Stata: Multiple Regression and Partial and Semipartial Correlations
This post will:
- Show how to extend bivariate regression to include multiple predictor variables.
- Show how to manually create partial and semipartial correlations using residuals from a regression model.
- Show how to use the
pcorrcommand to obtain partial and semipartial correlations.
We will again use the auto dataset.
sysuse auto, clear
Suppose we want to regress price on three variables — mpg, weight, and foreign. To add three predictors, we simply add the variables we want after the dependent variable.

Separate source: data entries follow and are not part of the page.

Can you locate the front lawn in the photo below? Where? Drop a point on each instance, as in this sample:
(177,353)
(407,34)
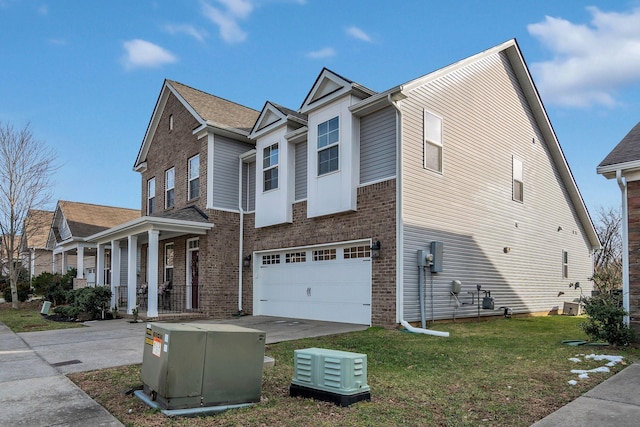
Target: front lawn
(502,372)
(27,318)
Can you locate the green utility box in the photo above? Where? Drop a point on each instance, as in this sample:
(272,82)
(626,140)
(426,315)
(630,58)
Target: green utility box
(330,375)
(189,365)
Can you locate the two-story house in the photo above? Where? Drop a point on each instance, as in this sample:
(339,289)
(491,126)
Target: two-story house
(361,206)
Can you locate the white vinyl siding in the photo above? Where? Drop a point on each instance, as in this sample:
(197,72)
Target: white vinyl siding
(378,146)
(249,186)
(432,142)
(225,172)
(518,180)
(301,171)
(470,208)
(194,177)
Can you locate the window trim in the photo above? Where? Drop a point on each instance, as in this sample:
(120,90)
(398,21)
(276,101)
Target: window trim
(151,195)
(329,146)
(171,189)
(191,179)
(432,140)
(270,167)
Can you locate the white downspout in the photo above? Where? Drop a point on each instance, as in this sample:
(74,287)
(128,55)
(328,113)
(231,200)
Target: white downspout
(399,223)
(241,236)
(625,245)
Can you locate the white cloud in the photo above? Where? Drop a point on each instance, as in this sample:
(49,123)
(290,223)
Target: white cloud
(187,29)
(591,62)
(227,20)
(326,52)
(358,34)
(141,53)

regress price mpg weight foreign
This produces the following output.
Partial and Semipartial Correlations – Manual Method
Recall that a partial correlation is the relationship between x and y once the shared variance between x and x2 has been removed from x and once the shared variance between y and x2 has been removed from y. A semipartial correlation is similar except that we only remove the shared variance between x and x2 (i.e., y remains untouched). Note: Although I’ve only referenced x2, we can in principle include many control variables as our example will show.
Suppose we want to obtain the partial correlation between price and mpg controlling for weight and foreign. To do this we need the part of price that is independent of weight and foreign. We also need the part of mpg that is independent of weight and foreign. We can get this information with residuals.

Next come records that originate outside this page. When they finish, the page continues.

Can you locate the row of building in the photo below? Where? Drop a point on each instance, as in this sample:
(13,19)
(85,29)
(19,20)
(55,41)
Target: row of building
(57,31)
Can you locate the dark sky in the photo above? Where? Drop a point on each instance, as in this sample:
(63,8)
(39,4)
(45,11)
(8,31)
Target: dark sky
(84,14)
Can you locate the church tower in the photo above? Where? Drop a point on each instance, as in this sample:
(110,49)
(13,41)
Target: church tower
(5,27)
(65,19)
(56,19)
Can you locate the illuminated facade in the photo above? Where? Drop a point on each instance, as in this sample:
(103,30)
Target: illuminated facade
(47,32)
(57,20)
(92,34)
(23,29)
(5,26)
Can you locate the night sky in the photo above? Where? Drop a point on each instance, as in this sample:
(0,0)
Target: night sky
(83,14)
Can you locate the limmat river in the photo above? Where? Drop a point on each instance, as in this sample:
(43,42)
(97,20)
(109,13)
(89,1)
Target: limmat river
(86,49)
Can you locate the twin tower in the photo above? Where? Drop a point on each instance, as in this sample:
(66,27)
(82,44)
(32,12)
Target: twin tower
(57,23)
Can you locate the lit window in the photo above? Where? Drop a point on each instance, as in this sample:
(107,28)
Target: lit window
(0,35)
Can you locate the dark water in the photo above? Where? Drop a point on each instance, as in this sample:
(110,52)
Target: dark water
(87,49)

The part of price independent of weight and foreign
To obtain the part of price independent of weight and foreign we regress price on weight and foreign.

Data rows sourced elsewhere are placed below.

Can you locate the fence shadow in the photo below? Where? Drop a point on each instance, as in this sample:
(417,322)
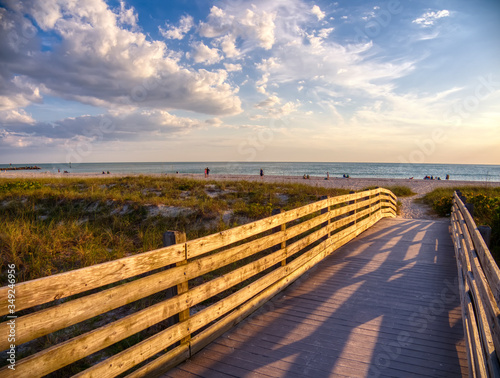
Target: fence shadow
(387,303)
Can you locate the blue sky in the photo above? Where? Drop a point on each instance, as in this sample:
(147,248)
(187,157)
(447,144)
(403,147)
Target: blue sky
(287,80)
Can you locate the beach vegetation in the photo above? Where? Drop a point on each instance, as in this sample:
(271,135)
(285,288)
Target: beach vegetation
(398,190)
(53,225)
(486,201)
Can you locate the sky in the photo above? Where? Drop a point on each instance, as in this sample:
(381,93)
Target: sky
(283,80)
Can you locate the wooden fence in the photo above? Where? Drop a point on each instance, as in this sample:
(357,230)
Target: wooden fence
(106,314)
(479,285)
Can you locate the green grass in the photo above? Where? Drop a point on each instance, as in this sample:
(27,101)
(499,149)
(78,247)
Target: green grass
(486,201)
(398,190)
(56,225)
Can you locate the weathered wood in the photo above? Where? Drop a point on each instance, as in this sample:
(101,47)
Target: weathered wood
(209,243)
(481,308)
(166,361)
(52,319)
(489,265)
(297,267)
(180,271)
(487,311)
(477,350)
(42,290)
(291,334)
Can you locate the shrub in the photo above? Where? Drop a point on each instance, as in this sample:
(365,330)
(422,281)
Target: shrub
(443,206)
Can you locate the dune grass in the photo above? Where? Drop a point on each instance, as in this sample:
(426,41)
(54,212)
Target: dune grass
(486,201)
(56,225)
(398,190)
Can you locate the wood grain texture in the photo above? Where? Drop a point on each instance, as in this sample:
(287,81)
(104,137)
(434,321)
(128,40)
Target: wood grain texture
(384,304)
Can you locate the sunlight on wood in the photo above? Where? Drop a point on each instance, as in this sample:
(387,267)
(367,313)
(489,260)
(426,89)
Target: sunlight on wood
(353,343)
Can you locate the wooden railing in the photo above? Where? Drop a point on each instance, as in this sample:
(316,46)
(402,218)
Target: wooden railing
(479,285)
(248,265)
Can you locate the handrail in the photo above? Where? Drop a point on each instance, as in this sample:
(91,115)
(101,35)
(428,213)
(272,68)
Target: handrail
(258,260)
(479,285)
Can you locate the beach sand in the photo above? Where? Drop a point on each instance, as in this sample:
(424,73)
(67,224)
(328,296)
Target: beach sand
(409,209)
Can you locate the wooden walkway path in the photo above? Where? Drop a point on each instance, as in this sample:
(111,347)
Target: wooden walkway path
(386,304)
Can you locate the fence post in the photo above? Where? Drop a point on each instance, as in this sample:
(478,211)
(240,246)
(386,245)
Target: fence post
(323,211)
(352,203)
(485,232)
(282,245)
(171,238)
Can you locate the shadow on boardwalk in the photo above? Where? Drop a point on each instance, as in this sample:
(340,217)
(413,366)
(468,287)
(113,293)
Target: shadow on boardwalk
(386,304)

regress price weight foreign
We then save the residuals for price. We’ll call this priceres
predict priceres, residuals
We now have a new variable in our dataset called priceres.
summarize priceres, detail
The part of mpg that is independent of weight and foreign
At this point, we need to repeat what we did about except substitute mpg for price. We regress mpg on weight and foreign.
regress mpg weight foreign
We save the residuals for mpg. We’ll call this mpgres (not very original, I know).
predict mpgres, residuals
We now have a new variable in our dataset called mpgres.
summarize mpgres, detail
We know have everything we need for the partial correlation between price and mpg controlling for weight and foreign. Specifically, we have priceres — which is the part of price that is independent of weight and foreign. We also have mpgres — which is the part of mpg that is independent of weight and foreign. Therefore, to obtain the partial correlation we simply need to correlate priceres and mpgres.
corr priceres mpgres
We also already have everything we need for the semipartial correlation. Recall that for the semipartial correlation we only remove the shared relationship between x and the x2 (or set of covariates). We don’t do anything with y. In our example price is our y variable. So to compute the semipartial correlation we correlate price (i.e., the “untouched” y variable) and mpgres (i.e., the part of mpg that is independent of weight and foreign).
corr price mpgres
Partial and Semipartial Correlations –
Thankfully Stata has a built in command for computing partial and semipartial correlations — pcorr. To obtain the partial and semipartial correlations, we type:
pcorr price mpg weight foreign
Note that the first variable listed is considered the y variable. All other variables are variables are considered x variables. Stata reports as many partial and semipartial correlations as there are x variables. Additionally, Stata reports the squared partial and squared semipartial correlations. These are interpreted as the proportion of shared variance between y and x controlling for the other x variables. The partial and semipartial correlations listed for mpg are the same as what we found above.